Reconstruction of a real-world car-to-pedestrian collision using geomatics techniques and numerical simulations

The aim of this study is to provide an improved method for traffic accident reconstruction based on geomatics techniques and numerical simulations. A combination of various techniques was used. First, an unmanned aerial vehicle (UAV), laser scanner and structured-light scanner were used to obtain information on the accident scene, vehicle and victim. The collected traces provided detailed initial impact conditions for subsequent numerical simulations. Then, multi-body system (MBS) simulations were conducted to reconstruct the kinematics of the car -to-pedestrian collision. Finally, a finite element (FE) simulation using the THUMS model was performed to predict injuries. A real-life vehicle-pedestrian collision was used to verify the feasibility and effectiveness of this method. The reconstruction result revealed that the kinematic and injury predictions of the numerical simula-tions effectively conformed to the surveillance video and investigation of the actual accident. UAV photo-grammetry was demonstrated to be more efficient in accident data collection than hand sketch and measurement, and 3D laser scanning enabled an easier and more accurate modeling process of vehicle.

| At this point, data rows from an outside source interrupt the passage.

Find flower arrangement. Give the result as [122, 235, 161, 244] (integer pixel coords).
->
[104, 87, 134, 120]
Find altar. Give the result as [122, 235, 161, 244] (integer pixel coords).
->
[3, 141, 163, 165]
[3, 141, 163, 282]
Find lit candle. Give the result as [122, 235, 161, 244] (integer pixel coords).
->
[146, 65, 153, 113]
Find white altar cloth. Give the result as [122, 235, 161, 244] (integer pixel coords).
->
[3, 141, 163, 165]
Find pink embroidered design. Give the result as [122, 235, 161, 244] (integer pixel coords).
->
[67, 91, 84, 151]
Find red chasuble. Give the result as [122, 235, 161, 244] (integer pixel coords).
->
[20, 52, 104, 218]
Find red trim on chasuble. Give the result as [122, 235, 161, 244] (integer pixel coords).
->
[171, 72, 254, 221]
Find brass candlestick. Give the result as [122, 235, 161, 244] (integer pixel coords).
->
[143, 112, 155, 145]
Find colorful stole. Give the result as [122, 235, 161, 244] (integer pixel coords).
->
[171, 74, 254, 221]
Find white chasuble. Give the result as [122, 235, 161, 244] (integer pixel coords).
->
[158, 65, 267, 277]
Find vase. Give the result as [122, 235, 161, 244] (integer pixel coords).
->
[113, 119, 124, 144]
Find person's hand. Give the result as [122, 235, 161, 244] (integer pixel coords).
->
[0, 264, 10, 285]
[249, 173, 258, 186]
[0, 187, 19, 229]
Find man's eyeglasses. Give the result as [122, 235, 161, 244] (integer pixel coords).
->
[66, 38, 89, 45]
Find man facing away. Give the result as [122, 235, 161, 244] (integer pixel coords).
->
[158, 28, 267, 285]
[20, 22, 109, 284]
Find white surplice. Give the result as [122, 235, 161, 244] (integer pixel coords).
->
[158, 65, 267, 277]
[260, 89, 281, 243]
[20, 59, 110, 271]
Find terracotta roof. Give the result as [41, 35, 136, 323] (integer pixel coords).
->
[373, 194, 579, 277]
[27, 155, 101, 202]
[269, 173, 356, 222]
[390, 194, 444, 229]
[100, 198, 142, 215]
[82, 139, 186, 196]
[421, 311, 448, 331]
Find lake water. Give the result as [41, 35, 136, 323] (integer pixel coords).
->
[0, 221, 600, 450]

The present study shows the feasibility of this method for use in traffic accident reconstruction.

Automated summary

This study proposes an improved method for traffic accident reconstruction based on geomatics techniques and numerical simulations. By using unmanned aerial vehicle (UAV), laser scanner, and structured-light scanner, information on the accident scene, vehicle, and victim was obtained. Multi-body system (MBS) simulations and finite element (FE) simulations were conducted to reconstruct the kinematics and predict injuries. The feasibility and effectiveness of this method were verified using a real-life vehicle-pedestrian collision.